As the high-concept title suggests, Snakes on a Plane does not slither far from its B-movie roots, providing ample opportunities for serpents to have fangs-bared hissy fits, and put the bite, and the squeeze, on the particularly hapless passengers of one ill-fated redeye flight from Hawaii. As one would and should expect from a movie like this, passengers who are a pain in the asp are unlikely to get off the plane alive.
One of the great pleasures of Snakes on a Plane, aside from the chomping, hissing, slithering, wriggling snakes of course, is the presence of Samuel L. Jackson, who famously campaigned to keep the movie's awesome title after film execs tried to change it to the utterly uninspired and uninformative *Pacific Air 121*. Jackson won, and legions of fans got on board, turning the film into an internet phenom that spawned mini industries in unofficial t-shirts and bumperstickers. Web fans even managed to get a line of dialogue, too profane to be repeated in a family newspaper, inserted into the film, and convinced the film's producers to up the sex and gore quotient. With two snake attacks occurring in jetliner bathrooms, and the easy eloquence of Mr. Jackson, the Olivier of %$#@!, Snakes on a Plane handily earns its R rating.

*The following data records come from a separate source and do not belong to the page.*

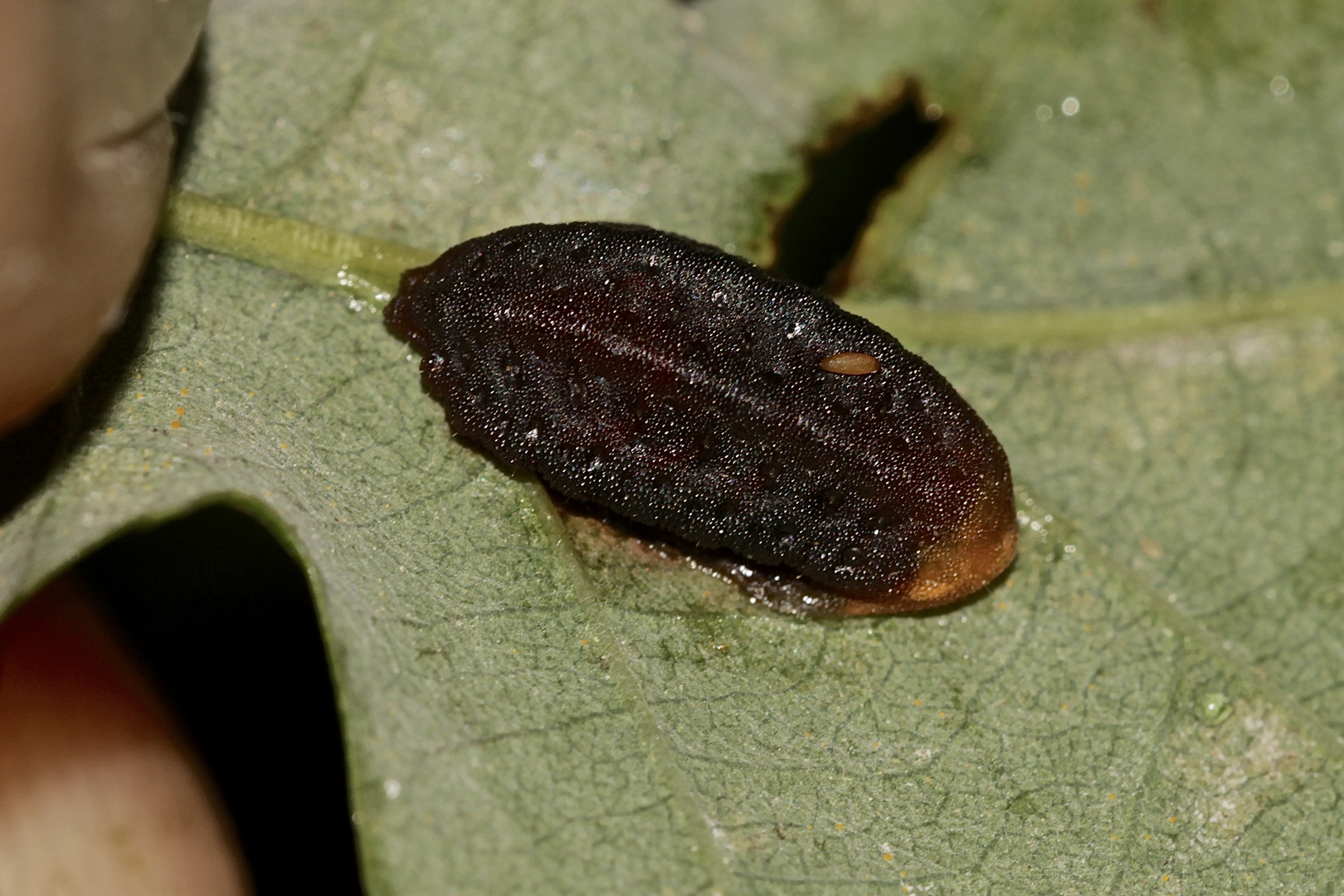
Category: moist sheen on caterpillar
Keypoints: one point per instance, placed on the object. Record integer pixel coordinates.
(689, 391)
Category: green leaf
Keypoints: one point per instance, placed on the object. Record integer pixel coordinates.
(1142, 299)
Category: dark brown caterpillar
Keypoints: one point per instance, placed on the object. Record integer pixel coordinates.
(689, 391)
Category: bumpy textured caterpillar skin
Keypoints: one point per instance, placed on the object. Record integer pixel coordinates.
(684, 388)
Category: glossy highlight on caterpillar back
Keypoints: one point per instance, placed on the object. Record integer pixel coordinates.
(689, 391)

Once you know there are snakes on a plane, it doesn't much matter how they got there, but scribes John Heffernan and Sebastian Gutierrez put in the effort to create a modestly plausible explanation. A surfer dude named Sean (Nathan Phillips) witnesses a particularly brutal murder committed by ultra evil gang boss Eddie Kim (Byron Lawson). FBI agent Neville Flynn (Jackson), saves Sean's hash and sneaks him on a redeye flight from Hawaii, filled with unaccompanied children, a mother with a baby, honeymooners, a chihuahua, a baby and dog-hating businessman, and a germ-phobic rapper and his entourage, as well as not one but *two* flight attendants on the verge of retirement. Kim's henchmen fill the plane's cargo hold with deadly snakes and spray pheromones on flower leis to get the serpents riled up. Havoc ensues. Panic ensues. Agent Flynn is required to kick some asp and, inevitably, help fly the plane.

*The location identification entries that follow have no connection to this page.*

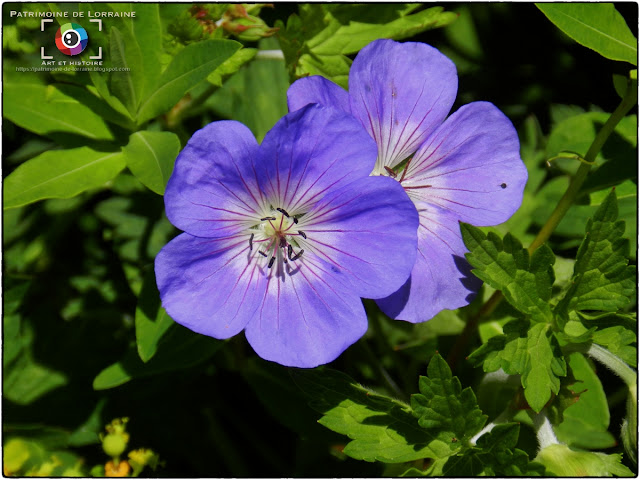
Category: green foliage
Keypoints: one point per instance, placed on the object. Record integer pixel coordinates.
(188, 68)
(318, 40)
(506, 266)
(602, 280)
(385, 429)
(598, 26)
(60, 174)
(150, 157)
(495, 455)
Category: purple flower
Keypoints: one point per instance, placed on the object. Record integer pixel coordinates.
(283, 238)
(463, 168)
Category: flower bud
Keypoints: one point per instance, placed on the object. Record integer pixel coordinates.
(114, 443)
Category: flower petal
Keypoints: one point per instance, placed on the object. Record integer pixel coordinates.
(366, 231)
(317, 89)
(401, 92)
(441, 277)
(306, 319)
(213, 191)
(470, 166)
(310, 152)
(208, 284)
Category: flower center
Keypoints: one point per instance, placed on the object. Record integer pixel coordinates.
(277, 237)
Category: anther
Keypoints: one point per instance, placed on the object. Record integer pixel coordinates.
(283, 211)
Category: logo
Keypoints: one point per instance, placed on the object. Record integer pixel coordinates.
(71, 39)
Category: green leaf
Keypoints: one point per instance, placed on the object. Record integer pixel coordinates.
(507, 351)
(380, 427)
(152, 321)
(531, 352)
(46, 110)
(443, 405)
(602, 279)
(597, 26)
(585, 422)
(317, 41)
(26, 381)
(188, 68)
(60, 174)
(503, 264)
(127, 82)
(180, 348)
(564, 461)
(545, 364)
(495, 455)
(150, 157)
(256, 95)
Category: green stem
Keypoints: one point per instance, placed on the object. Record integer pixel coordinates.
(615, 364)
(627, 103)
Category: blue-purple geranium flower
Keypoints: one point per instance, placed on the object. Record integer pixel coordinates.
(283, 238)
(463, 168)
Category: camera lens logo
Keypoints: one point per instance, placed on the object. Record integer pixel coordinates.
(71, 39)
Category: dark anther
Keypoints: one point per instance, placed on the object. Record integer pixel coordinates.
(390, 172)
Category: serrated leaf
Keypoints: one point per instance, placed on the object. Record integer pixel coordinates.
(380, 427)
(545, 364)
(602, 279)
(150, 156)
(317, 41)
(188, 68)
(443, 405)
(503, 264)
(507, 351)
(597, 26)
(47, 110)
(495, 455)
(60, 174)
(586, 421)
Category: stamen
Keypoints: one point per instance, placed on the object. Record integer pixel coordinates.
(283, 211)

Director David R. Ellis (Cellular) gooses the film with snake-vision-cam, extreme close-ups, fast edits, salacious snake bites, and hundreds upon hundreds of tetchy snakes (some rubber, some CGI, and some the real McCoy). The action is fast-paced and to the point. The snakes are after the passengers. The passengers are scared, desperate and disgruntled. Some will act heroically, others will be jerks. The movie is alternately hilarious and nerve-jangling, and for one brief moment, it was even quite emotionally moving (don't worry -- it was a very brief moment).
Although Snakes on a Plane is a direct descendant of disaster flicks like Airport, and its comedic spawn Airplane!, I couldn't help but be reminded of United 93 while watching Snakes on a Plane, because, despite the obvious differences between a finely-crafted semi-tongue-in-cheek movie about snakes on a plane and a very serious, very arty movie that reenacts the actual hijacking of an actual plane, there are some striking similarities between the two movies. Snakes on a plane and suicidal hijackers on a plane are similarly scary, and while the latter are not likely to bite a guy on his, er, little friend, the human emotions involved, and the potential consequences, are pretty much the same. Now, that's about as timely and politically relevant as Snakes on a Plane can possibly get (aside from a reference to a particularly venomous Middle Eastern snake) because, although it would be quite a serious matter if *your* plane were full of an international assortment of irate snakes, it is somewhat harder to take seriously the idea of slithering serpents bringing down a jumbo jet.
That notwithstanding, the passengers of Pacific Air 121 have to wrest control of their flight from a bunch of angry snakes. They have the unflappable, decidedly not ophidiophobic Agent Flynn, a no-nonsense representative of our government (although he is more "my man!" than The Man), which gives them a distinct advantage over anyone on a Samuel L. Jackson-free airplane when it comes to fighting terror in the skies. And if there's one other thing you've gotta know going into a movie called Snakes on a Plane, it's that in the Snakes vs. Sam Jackson smackdown, my man in the Kangol hat is gonna prevail.